Australian stocks, which have never cost so much relative to a gauge of Asia-Pacific shares, may get more expensive as an economic recovery broadens, said a global money manager at Equity Trustees Ltd.
The CHART OF THE DAY’s top panel shows Australia’s S&P/ASX 200 Index trades for 15.3 times estimated earnings and the MSCI Asia Pacific Index has a price-earnings ratio of 12.7, based on Bloomberg forecasts for profits. The lower panel shows the spread between the valuation measure for the two gauges sank at the end of April to the narrowest since Bloomberg began compiling the data in 2005.
Investors are paying for earnings growth in the region’s fourth-biggest equity market as record-low interest rates drive a recovery in housing and consumer spending. The S&P/ASX 200 reached the highest level in almost six years last month.
“We’ve got more stable global conditions and low interest rates, suggesting some premium for future earnings is warranted,” said George Boubouras, Melbourne-based chief investment officer at Equity Trustees, which oversees $32 billion for clients. Valuations “are expected to expand in the year ahead.”

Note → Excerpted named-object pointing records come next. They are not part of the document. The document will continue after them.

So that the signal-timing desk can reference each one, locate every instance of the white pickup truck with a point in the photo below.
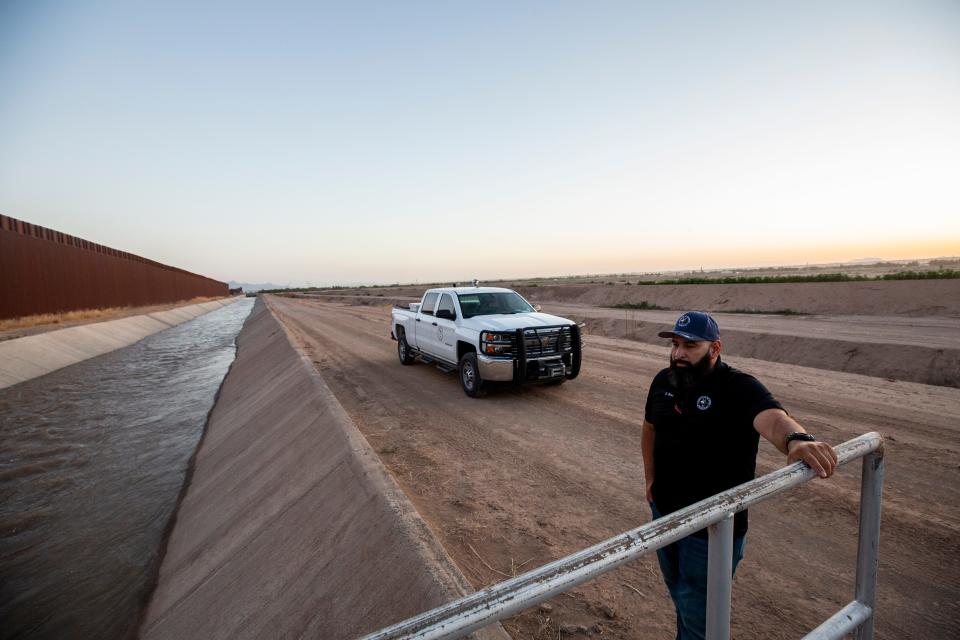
(488, 334)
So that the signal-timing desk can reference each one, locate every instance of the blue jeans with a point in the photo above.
(684, 568)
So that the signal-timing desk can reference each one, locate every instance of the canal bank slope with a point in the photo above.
(290, 525)
(32, 356)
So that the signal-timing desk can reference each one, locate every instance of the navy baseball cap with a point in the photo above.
(694, 325)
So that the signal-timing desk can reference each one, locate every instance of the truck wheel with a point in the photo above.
(403, 350)
(470, 375)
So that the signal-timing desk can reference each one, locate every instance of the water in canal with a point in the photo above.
(92, 461)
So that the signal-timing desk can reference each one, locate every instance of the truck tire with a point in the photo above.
(470, 375)
(403, 350)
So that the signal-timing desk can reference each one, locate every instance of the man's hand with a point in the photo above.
(819, 456)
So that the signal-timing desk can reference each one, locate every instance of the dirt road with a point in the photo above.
(526, 476)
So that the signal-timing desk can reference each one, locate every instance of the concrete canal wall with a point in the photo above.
(33, 356)
(290, 526)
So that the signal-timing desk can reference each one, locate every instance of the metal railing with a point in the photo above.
(457, 619)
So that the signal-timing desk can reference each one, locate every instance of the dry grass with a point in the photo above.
(81, 316)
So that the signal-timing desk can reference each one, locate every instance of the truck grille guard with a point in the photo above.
(536, 343)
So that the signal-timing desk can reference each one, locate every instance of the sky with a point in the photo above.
(312, 143)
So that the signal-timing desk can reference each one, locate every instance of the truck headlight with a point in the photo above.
(496, 344)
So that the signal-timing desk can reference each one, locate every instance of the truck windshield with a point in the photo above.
(488, 304)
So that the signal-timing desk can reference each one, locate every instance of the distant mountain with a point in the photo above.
(253, 287)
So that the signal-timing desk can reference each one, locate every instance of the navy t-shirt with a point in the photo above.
(704, 440)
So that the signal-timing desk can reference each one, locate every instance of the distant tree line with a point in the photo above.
(942, 274)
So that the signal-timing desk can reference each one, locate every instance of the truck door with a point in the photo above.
(426, 331)
(446, 329)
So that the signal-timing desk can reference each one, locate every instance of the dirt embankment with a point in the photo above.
(877, 298)
(887, 329)
(526, 476)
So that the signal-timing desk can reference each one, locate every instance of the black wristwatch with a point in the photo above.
(797, 435)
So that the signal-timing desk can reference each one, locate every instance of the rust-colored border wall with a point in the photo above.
(46, 271)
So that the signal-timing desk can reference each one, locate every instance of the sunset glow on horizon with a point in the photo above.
(377, 143)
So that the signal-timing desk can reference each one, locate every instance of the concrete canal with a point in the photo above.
(93, 458)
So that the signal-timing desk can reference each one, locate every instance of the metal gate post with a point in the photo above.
(719, 579)
(868, 550)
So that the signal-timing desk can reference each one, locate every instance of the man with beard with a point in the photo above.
(701, 429)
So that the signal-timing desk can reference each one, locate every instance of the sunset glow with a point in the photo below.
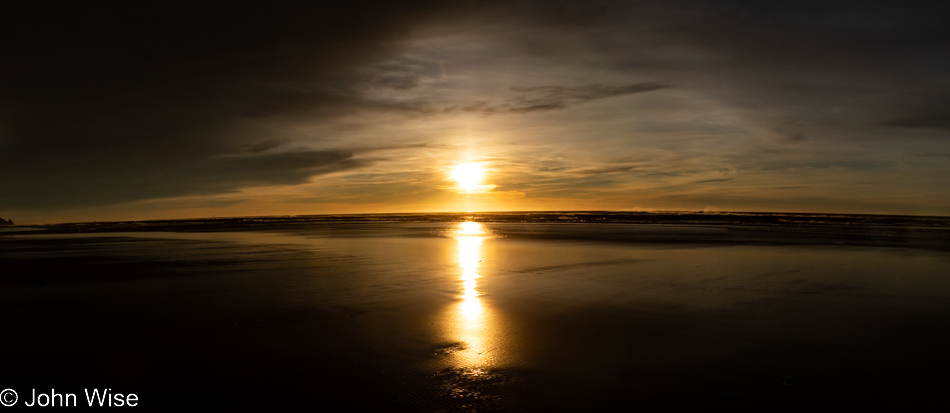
(468, 175)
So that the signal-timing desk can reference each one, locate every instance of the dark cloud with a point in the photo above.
(940, 122)
(213, 175)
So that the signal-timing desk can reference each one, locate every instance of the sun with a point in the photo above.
(468, 175)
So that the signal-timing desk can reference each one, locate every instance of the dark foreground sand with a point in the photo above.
(507, 316)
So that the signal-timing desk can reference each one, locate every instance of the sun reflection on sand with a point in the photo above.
(470, 320)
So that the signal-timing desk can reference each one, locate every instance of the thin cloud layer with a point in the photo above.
(815, 106)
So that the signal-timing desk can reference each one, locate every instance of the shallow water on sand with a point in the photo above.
(467, 316)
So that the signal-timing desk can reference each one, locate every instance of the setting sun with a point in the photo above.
(468, 175)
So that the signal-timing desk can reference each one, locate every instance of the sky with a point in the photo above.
(155, 110)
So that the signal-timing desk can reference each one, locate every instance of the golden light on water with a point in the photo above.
(468, 175)
(470, 320)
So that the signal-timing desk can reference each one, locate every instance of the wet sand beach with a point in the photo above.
(494, 315)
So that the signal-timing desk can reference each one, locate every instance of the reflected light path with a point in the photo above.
(471, 322)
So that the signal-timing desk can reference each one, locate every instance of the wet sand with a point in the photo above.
(505, 316)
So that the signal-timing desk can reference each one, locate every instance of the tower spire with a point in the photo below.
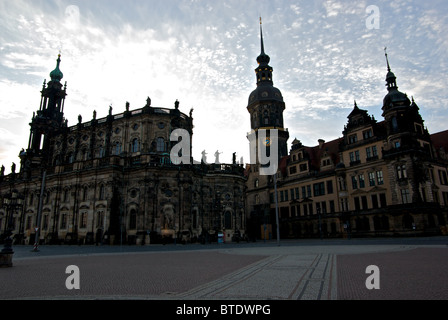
(391, 79)
(387, 59)
(261, 36)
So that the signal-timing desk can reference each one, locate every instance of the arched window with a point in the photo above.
(228, 220)
(135, 146)
(100, 152)
(70, 157)
(84, 194)
(161, 145)
(117, 148)
(394, 124)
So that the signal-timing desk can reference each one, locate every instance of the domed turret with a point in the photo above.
(394, 98)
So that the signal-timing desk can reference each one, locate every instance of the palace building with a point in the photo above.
(386, 178)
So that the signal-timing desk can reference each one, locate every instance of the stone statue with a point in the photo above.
(204, 157)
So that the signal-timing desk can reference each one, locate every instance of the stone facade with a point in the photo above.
(112, 180)
(382, 178)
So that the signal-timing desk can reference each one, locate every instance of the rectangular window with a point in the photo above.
(357, 204)
(401, 172)
(353, 138)
(364, 202)
(443, 177)
(63, 221)
(344, 204)
(83, 222)
(367, 134)
(379, 177)
(405, 196)
(28, 223)
(293, 211)
(383, 201)
(319, 189)
(332, 208)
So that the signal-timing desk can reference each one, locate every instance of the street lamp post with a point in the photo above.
(11, 202)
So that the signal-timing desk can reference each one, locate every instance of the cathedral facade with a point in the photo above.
(112, 180)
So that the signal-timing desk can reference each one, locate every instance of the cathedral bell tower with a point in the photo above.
(266, 104)
(47, 122)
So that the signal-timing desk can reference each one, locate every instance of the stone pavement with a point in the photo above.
(295, 270)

Benchmark stock gauges in Japan, Hong Kong and China fell in 2014, dragging valuations lower for Australia’s larger regional peers. Australia’s S&P/ASX 200 hasn’t diverged from the MSCI World Index, a global developed-market measure that counts nine U.S. companies among its 10 most-heavily-weighted firms.
Australian gross domestic product growth will quicken to 2.8 percent this year from 2.4 percent in 2013, while Asia’s expansion will slow to 6.2 percent from 6.3 percent, according to the median forecasts of economists surveyed by Bloomberg.